2) Between the hours of 4:00-7:00pm there is a sharp-tongued beast that emerges from my deepest parts.  It is curt, impatient and hungry...and not very nice.  I am tired during these hours, we are all awaiting Joel's return from the workday, and little ones seem to need me more.  And.  I have the singular responsibility of making dinner (no blame here; this is how our responsibilities shake down here at 2809 because...well, I'm a better cook!).  While a warm meal is typically on the table for us all to gather around and eat together, more often than not, I'm peaked.  I don't feel like "being the change I want to see in the world," and that makes me sad.  I wanted to do something this season that was on the "bringing life" side of things, and for me, the challenge was in figuring out how to make time to do so.

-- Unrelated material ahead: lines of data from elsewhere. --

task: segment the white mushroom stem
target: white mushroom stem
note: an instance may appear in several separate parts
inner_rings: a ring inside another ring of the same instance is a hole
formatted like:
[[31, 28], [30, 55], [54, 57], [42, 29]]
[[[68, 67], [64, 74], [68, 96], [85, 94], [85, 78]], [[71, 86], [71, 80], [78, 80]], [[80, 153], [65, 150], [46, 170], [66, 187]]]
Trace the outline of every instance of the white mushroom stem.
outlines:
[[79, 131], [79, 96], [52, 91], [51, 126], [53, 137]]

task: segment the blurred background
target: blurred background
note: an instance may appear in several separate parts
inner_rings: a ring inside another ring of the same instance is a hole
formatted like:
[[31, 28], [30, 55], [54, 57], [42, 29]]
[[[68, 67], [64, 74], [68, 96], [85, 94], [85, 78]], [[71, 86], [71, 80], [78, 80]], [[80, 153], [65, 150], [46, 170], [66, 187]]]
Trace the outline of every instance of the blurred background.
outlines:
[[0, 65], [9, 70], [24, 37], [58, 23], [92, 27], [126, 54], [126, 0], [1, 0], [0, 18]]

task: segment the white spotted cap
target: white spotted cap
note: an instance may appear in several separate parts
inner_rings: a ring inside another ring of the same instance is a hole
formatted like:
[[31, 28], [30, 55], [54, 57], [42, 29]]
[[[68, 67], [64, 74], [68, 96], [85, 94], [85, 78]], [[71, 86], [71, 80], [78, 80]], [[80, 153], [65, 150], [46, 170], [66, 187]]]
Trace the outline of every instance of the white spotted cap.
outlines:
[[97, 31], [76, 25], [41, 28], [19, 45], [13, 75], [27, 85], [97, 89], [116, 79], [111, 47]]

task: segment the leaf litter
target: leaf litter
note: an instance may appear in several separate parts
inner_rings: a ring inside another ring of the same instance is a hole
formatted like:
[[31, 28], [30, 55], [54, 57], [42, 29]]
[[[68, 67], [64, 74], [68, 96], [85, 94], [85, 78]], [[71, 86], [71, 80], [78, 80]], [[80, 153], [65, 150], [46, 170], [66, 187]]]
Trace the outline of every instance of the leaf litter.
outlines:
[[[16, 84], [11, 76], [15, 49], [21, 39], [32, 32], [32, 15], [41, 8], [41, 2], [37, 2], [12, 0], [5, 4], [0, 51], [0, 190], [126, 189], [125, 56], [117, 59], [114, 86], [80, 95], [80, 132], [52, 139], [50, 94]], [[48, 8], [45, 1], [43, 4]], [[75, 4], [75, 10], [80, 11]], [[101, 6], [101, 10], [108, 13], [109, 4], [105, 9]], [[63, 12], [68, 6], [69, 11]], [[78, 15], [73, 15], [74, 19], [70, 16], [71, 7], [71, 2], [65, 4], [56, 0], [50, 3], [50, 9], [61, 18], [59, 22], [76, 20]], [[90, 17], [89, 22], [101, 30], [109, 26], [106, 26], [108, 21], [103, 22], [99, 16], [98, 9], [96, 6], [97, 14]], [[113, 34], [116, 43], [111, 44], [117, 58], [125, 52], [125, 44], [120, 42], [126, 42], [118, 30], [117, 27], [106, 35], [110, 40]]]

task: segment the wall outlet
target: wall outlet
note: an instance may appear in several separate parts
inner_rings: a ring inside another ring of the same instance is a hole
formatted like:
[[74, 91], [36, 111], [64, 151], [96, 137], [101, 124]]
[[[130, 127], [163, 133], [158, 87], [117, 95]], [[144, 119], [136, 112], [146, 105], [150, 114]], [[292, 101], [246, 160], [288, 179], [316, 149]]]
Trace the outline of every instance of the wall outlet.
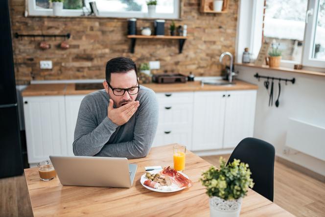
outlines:
[[160, 69], [160, 62], [150, 61], [149, 62], [149, 67], [151, 70], [159, 70]]
[[40, 61], [40, 68], [42, 69], [52, 69], [52, 61], [51, 60], [41, 60]]

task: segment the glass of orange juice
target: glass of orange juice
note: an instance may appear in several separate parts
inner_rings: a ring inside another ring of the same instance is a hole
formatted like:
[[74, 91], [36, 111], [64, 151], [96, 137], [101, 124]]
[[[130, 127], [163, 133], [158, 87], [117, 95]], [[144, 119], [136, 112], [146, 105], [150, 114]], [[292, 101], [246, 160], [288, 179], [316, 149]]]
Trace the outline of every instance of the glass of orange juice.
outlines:
[[185, 169], [185, 152], [186, 146], [181, 145], [175, 145], [174, 149], [174, 169], [178, 171]]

So, with the combined inspiration of a friend of a friend's blog and the call of Joel's current reading of Simpler Living, Compassionate Life , we are eating beans and rice for dinner through Lent (excluding Sundays, which are feast days throughout Lent).  What will that do?  Well...I'm hoping to gain three-hours of family time; time where I'm not relegated to the kitchen, but can be together with the whole family and time when I'm not maxed chopping, roasting, grilling and wiping all at the same time.  I'm hoping to learn with my children the consumption reality of the majority of the earth's people; a very small population has the privilege of perusing recipes and procuring listed items every day.  If we are going to learn to live on behalf of Other, at some point, we've got to eat like them too.

[i] Sarah York, Pilgrim Heart: The Inner Journey Home, (San Francisco: Jossey-Bass, 2001), 10.

[ii] John O’Donohue, To Bless the Space Between Us, (Doubleday; 2008).